Shepaird Fairey gets sued….again.
“Street” artist and pop culture appropriator Shepaird Fairey is getting sued by the Assoc. Press for using an image of Obama he didn’t license. The
original image shot by Manny Garcia for the AP is under copyright ownership by AP. (You can bet poor Manny didn’t get more than a standard day rate (300 bucks) for this image as well) Now that Fairey has gotten all that press, sold all those posters, and is in the
Smithsonian Museum for his Obama un-authorized campaign poster the AP is pissed. RIghtly so. Andy Warhol was sued for using the Jackie Kennedy image to make 16 Jackies and lost. Give credit where credit is due.
Here is the article and link.AP article
AP alleges copyright infringement of Obama image
NEW YORK (AP) — On buttons, posters and Web sites, the image was everywhere during last year’s presidential campaign: A pensive Barack Obama looking upward, as if to the future, splashed in a Warholesque red, white and blue and underlined with the caption HOPE.
Designed by Shepard Fairey, a Los-Angeles based street artist, the image has led to sales of hundreds of thousands of posters and stickers, has become so much in demand that copies signed by Fairey have been purchased for thousands of dollars on eBay.
The image, Fairey has acknowledged, is based on an Associated Press photograph, taken in April 2006 by Manny Garcia on assignment for the AP at the National Press Club in Washington.
The AP says it owns the copyright, and wants credit and compensation.

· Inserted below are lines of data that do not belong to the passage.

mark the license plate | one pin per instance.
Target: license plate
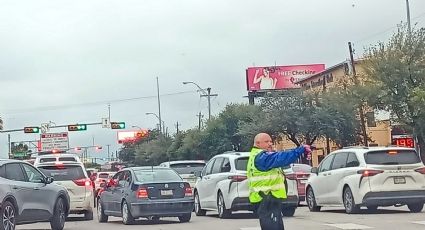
(166, 192)
(399, 180)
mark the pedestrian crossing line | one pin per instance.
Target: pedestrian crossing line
(349, 226)
(419, 222)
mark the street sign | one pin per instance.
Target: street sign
(45, 127)
(54, 141)
(106, 123)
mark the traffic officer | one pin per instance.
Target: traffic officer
(266, 180)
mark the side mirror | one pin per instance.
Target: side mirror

Fairey disagrees.
“The Associated Press has determined that the photograph used in the poster is an AP photo and that its use required permission,” the AP’s director of media relations, Paul Colford, said in a statement.
“AP safeguards its assets and looks at these events on a case-by-case basis. We have reached out to Mr. Fairey’s attorney and are in discussions. We hope for an amicable solution.”
“We believe fair use protects Shepard’s right to do what he did here,” says Fairey’s attorney, Anthony Falzone, executive director of the Fair Use Project at Stanford University and a lecturer at the Stanford Law School. “It wouldn’t be appropriate to comment beyond that at this time because we are in discussions about this with the AP.”
Fair use is a legal concept that allows exceptions to copyright law, based on, among other factors, how much of the original is used, what the new work is used for and how the original is affected by the new work.
A longtime rebel with a history of breaking rules, Fairey has said he found the photograph using Google Images. He released the image on his Web site shortly after he created it, in early 2008, and made thousands of posters for the street.
As it caught on, supporters began downloading the image and distributing it at campaign events, while blogs and other Internet sites picked it up. Fairey has said that he did not receive any of the money raised.
A former Obama campaign official said they were well aware of the image based on the picture taken by Garcia, a temporary hire no longer with the AP, but never licensed it or used it officially. The Obama official asked not to be identified because no one was authorized anymore to speak on behalf of the campaign.
The image’s fame did not end with the election.
It will be included this month at a Fairey exhibit at the Institute of Contemporary Art in Boston and a mixed-media stenciled collage version has been added to the permanent collection of the National Portrait Gallery in Washington.
“The continued use of the poster, regardless of whether it is for galleries or other distribution, is part of the discussion AP is having with Mr. Fairey’s representative,” Colford said.